-
Notifications
You must be signed in to change notification settings - Fork 0
LSDB
HATS - Hierarchical Adaptive Tiling Scheme
HATS is a directory structure and metadata for spatially arranging large catalog survey data. This was originally motivated by a desire to perform spatial cross-matching between surveys at large scale, but is applicable to a range of spatial analysis and algorithms.
We use healpix pixels at various orders to divide the sky into partitions, where each partition will have roughly the same number of objects, instead of dividing into equal area. Because each partition is roughly the same size on disk, we can expect reasonable performance of parallel operations on each partition.
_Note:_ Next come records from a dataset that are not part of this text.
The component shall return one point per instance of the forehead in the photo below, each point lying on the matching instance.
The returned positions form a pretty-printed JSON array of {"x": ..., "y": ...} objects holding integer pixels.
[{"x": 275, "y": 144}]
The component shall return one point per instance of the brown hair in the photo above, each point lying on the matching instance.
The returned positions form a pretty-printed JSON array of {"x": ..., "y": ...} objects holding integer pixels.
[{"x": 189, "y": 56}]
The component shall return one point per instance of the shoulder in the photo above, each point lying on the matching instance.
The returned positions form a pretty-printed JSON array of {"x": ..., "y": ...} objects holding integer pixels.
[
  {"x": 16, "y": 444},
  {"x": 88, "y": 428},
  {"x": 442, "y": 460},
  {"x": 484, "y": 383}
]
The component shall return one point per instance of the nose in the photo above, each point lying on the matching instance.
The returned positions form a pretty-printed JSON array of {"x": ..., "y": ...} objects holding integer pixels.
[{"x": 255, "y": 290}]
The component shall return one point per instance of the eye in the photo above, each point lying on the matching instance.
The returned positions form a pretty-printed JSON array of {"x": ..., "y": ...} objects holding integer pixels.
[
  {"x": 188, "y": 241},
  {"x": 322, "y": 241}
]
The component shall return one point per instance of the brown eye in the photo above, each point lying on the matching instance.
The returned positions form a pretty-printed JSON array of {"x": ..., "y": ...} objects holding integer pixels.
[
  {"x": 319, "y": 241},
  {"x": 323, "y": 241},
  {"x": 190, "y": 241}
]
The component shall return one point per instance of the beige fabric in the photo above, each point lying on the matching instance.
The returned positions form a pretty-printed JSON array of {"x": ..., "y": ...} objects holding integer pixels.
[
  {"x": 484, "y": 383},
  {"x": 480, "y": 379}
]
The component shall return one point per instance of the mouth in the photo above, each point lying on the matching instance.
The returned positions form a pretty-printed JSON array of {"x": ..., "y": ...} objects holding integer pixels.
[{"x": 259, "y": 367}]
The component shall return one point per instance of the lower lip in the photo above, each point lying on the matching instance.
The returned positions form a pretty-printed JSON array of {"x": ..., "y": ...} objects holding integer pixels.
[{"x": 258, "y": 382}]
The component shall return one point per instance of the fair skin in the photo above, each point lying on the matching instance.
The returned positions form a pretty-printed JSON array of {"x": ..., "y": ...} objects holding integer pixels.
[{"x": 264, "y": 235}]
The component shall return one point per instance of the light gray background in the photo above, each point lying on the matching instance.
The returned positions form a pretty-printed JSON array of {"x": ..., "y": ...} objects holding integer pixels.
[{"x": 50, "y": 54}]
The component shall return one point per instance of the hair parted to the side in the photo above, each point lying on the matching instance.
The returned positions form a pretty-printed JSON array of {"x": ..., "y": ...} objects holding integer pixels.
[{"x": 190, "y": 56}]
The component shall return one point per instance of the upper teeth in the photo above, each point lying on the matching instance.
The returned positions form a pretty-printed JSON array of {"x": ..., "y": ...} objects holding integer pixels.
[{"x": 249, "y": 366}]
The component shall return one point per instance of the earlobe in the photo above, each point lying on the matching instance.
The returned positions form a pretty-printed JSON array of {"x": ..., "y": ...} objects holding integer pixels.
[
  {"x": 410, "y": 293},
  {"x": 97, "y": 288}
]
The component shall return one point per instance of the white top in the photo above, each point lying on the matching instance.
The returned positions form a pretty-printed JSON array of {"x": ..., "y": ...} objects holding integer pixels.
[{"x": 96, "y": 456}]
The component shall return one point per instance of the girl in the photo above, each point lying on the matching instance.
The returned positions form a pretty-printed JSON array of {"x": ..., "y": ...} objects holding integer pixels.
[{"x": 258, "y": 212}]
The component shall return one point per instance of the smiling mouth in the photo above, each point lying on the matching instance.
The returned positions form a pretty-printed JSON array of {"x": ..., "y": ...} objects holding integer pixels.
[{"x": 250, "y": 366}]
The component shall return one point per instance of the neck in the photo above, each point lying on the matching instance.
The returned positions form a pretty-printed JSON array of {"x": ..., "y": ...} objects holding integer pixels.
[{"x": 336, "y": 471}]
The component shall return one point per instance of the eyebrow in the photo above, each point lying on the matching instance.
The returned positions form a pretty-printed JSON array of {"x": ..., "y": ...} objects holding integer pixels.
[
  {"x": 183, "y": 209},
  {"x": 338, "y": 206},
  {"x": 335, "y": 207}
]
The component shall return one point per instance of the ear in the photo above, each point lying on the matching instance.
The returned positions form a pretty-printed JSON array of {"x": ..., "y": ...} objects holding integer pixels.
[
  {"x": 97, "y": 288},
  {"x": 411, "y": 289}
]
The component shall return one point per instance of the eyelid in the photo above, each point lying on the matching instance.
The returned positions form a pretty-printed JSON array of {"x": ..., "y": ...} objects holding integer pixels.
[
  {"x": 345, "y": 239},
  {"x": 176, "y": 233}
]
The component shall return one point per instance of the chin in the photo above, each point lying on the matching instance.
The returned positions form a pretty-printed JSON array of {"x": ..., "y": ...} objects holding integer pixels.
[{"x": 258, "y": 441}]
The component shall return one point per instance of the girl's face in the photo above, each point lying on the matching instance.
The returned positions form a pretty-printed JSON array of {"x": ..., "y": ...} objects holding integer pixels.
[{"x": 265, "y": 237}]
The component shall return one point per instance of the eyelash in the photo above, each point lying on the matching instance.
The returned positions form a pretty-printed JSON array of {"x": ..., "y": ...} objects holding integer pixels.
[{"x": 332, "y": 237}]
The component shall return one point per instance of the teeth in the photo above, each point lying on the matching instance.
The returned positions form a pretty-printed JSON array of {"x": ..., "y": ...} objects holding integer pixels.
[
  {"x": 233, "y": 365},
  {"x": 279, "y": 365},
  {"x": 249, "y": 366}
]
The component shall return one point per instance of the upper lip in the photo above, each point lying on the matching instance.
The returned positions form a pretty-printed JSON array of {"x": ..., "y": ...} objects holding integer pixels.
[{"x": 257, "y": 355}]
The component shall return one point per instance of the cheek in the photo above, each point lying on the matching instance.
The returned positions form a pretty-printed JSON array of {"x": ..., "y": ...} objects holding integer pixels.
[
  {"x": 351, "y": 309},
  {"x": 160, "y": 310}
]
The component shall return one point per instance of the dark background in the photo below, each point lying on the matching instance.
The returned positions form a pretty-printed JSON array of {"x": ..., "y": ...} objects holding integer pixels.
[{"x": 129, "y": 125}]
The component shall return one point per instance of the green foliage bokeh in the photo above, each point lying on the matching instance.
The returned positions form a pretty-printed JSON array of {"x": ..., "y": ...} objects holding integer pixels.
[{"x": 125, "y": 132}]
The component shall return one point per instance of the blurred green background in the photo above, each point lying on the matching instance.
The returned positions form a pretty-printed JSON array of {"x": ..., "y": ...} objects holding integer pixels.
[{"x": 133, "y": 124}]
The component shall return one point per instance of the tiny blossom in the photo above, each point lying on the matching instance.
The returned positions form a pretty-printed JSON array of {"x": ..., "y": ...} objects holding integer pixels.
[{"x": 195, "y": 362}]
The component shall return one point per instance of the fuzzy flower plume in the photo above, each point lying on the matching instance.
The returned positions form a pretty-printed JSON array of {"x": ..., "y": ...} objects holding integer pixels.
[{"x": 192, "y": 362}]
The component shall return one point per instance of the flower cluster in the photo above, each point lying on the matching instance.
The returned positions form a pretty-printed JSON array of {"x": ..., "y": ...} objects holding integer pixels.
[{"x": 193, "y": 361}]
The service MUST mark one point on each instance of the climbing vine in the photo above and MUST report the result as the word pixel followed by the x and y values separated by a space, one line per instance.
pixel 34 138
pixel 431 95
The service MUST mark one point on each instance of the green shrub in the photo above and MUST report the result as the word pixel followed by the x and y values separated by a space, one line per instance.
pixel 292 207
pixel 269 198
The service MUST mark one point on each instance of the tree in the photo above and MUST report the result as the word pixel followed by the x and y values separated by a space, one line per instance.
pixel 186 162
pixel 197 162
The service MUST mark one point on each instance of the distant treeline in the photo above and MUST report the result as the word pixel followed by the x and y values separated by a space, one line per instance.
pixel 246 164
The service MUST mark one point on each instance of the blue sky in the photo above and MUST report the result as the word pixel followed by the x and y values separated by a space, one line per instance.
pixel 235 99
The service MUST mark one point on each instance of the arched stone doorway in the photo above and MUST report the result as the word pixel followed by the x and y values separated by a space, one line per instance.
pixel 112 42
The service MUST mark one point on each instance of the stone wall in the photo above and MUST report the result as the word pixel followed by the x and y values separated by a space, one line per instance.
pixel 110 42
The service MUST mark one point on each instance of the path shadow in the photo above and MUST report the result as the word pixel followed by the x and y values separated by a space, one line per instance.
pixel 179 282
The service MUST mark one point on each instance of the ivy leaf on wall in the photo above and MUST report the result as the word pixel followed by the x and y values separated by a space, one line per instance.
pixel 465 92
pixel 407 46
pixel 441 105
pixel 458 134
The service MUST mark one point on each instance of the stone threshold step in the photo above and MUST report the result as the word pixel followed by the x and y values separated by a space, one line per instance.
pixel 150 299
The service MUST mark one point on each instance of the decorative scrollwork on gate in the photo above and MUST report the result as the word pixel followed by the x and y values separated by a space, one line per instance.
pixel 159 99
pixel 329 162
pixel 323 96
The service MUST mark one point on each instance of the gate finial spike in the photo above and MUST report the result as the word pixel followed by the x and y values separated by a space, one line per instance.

We use parquet as the underlying storage format, as it provides efficient storage and retrieval of tabular data.
NB: This was previously named HiPSCat - Hierarchical Partitioned Survey Catalog - Storage for scalable catalog cross-matching
LSDB - Large Survey Database - A framework for scalable spatial analysis
LSDB is an analytics framework, built on top of the HATS format. It is a python library that can read and interpret HATS-formatted catalogs and perform parallel operations on the underlying partitioned data.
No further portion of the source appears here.